DE NOTRE ENVOYÉE SPÉCIALE
LA SCÈNE a marqué les esprits. Alors qu’il faisait visiter son hôpital aux Français de passage à Moscou, cet été, en marge des assises médicales franco-russes, le Dr Leonid Rochal a reçu un appel sur son portable. Poutine en direct. « Vous avez gagné la partie, lui dit ce dernier. J’ai demandé à la Douma de revoir sa copie ». Rochal raccroche, tout sourire. Il raconte son échange avec le Premier ministre et reprend la visite, comme si de rien n’était.
Leonid Rochal n’est pas n’importe qui. C’est même une célébrité dans son pays. Poutine l’avait choisi comme médiateur lors d’une prise d’otage il y a quelques années. Son acte de bravoure lui a valu une décoration, en bonne place sur son bureau. Rochal dirige un hôpital pédiatrique d’État à la renommée internationale, qui intervient aux quatre coins de la planète lorsque surgit une catastrophe.
Populaire, frondeur, le Dr Rochal est devenu le fer de lance de la contestation médicale en Russie.
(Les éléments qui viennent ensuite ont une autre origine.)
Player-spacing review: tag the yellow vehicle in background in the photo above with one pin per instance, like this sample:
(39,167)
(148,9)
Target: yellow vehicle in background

Le caillou dans le soulier de la ministre de la Santé, qu’il juge trop proche des industriels de la santé. Un poste exposé ? Lui se dit serein : « J’ai 78 ans, et pour l’instant, on ne me licencie pas ».
Nostalgie.
Il n’est pourtant pas simple en Russie de critiquer le pouvoir. L’opposition n’a pas eu voix au chapitre avant les législatives, remportées dimanche par « Russie unie », le parti de Medvedev et Poutine. Rares sont les médecins à critiquer ouvertement le projet de réforme de l’organisation des soins. Rochal, lui, monte au créneau. « Cette réforme délaisse la composante sociale et rend le système de santé de plus en plus payant », fustigeait-il en juillet, nostalgique de l’époque soviétique qui offrait « des soins gratuits et bien organisés » malgré un sous financement patent. « Aujourd’hui, l’argent passe avant l’intérêt du patient », se désolait alors le chirurgien.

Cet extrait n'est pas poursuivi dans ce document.